Menu
header photo

Fife Writes

Ian Ledward - The Bothy

The Bothy

‘Cut doors and windows for a room;
it is the holes that make it useful.
Therefore, profit comes from what is there;
usefulness from what is not there.’

Tao Te Ching verse 11. Translated by Gia-Fu Feng and Jane English.

 

Ancient stones, and here, I can smell their age
as I spray the wall to settle the dust with water.

Some might say, vintage petrichor, 
binding what once lay in disarray
in fields of barley not so far away.

Three centuries past and in this very place,
this island of seaweed and driftwood,
a man put a yoke around the neck and shoulders of emptiness,
where sheep grazed on the rough tough sea-salt scoured grass,
surrounding that nothing with something of his making,
by building himself a bothy.

Substance, enclosing, surrounding, annexing
a space within space, and now, I want to add
more nothing by taking something away.

I’m looking at the wall as if to find a message in these runes,
seeking the secret of their downfall if only in this one small part.

If I listen I can hear their groans, read them,
they will tell me where and when to strike,
like the ancient Norse who raided
taming their maelstrom
and making their home on this island.

What are these stony siblings saying in their cold silence?
Huddled in non-verbal alliance, locked in familial intensity,
they know their nooks and crannies;
they know whose arms to grasp to give and take support.
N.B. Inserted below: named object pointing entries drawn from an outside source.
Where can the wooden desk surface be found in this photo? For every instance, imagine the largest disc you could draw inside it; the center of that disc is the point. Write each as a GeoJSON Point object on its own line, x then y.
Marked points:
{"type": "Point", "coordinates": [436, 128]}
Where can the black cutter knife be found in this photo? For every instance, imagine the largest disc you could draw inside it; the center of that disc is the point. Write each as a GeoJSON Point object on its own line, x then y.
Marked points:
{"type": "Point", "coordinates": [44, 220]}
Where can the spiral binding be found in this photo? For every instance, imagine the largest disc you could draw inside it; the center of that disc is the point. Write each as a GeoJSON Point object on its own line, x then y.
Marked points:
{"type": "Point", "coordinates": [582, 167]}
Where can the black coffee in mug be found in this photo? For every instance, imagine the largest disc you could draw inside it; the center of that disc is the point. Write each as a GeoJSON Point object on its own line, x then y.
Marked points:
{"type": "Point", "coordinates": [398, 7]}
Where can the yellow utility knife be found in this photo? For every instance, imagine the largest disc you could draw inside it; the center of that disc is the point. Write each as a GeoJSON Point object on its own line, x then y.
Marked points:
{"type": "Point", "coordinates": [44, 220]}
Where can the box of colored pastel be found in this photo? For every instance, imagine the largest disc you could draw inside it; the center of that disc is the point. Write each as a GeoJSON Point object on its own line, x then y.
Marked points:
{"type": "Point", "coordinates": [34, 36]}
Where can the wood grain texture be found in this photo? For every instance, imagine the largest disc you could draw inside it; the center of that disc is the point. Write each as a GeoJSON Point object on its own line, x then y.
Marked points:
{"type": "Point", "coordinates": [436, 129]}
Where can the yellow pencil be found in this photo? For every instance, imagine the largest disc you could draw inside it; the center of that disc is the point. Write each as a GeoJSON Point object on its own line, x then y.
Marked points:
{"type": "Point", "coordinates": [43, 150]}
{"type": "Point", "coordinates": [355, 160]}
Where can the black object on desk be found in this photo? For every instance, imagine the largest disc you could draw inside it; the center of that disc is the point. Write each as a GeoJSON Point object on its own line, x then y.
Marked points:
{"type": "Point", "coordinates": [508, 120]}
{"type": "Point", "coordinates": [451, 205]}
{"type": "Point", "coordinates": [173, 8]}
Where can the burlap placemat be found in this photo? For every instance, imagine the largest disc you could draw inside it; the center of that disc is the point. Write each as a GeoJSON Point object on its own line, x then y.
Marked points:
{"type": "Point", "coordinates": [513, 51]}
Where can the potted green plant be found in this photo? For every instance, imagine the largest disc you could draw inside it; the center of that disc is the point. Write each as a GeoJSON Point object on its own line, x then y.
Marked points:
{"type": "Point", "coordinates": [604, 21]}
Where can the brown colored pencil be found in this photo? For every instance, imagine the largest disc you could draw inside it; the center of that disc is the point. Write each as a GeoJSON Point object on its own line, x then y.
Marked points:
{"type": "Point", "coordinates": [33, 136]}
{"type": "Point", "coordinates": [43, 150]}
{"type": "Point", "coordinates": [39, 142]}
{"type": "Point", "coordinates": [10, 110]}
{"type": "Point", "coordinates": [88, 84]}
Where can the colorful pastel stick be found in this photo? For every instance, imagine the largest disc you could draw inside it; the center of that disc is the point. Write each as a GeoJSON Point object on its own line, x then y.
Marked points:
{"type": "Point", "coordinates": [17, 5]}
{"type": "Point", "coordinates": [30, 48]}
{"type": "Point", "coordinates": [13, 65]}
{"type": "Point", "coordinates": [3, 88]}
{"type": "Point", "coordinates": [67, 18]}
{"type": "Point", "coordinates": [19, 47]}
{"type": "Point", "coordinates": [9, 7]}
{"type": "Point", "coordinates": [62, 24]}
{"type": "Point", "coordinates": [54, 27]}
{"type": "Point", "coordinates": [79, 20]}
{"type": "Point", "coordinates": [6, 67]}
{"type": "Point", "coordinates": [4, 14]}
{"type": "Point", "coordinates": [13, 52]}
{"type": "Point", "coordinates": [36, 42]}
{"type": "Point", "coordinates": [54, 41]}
I touch my heavy hammer like an amulet in anticipation
and in the hesitation of that moment,
I feel like a young Thor first landing on this island,
electrified in the strength and ambition of juvenile audacity.
I study the stones, and choosing one,
I weigh my options of direction and intensity
and deliver my first blow.

The hammer strikes back towards me with dangerous force
as the stone retaliates, shocked from its long dormant state.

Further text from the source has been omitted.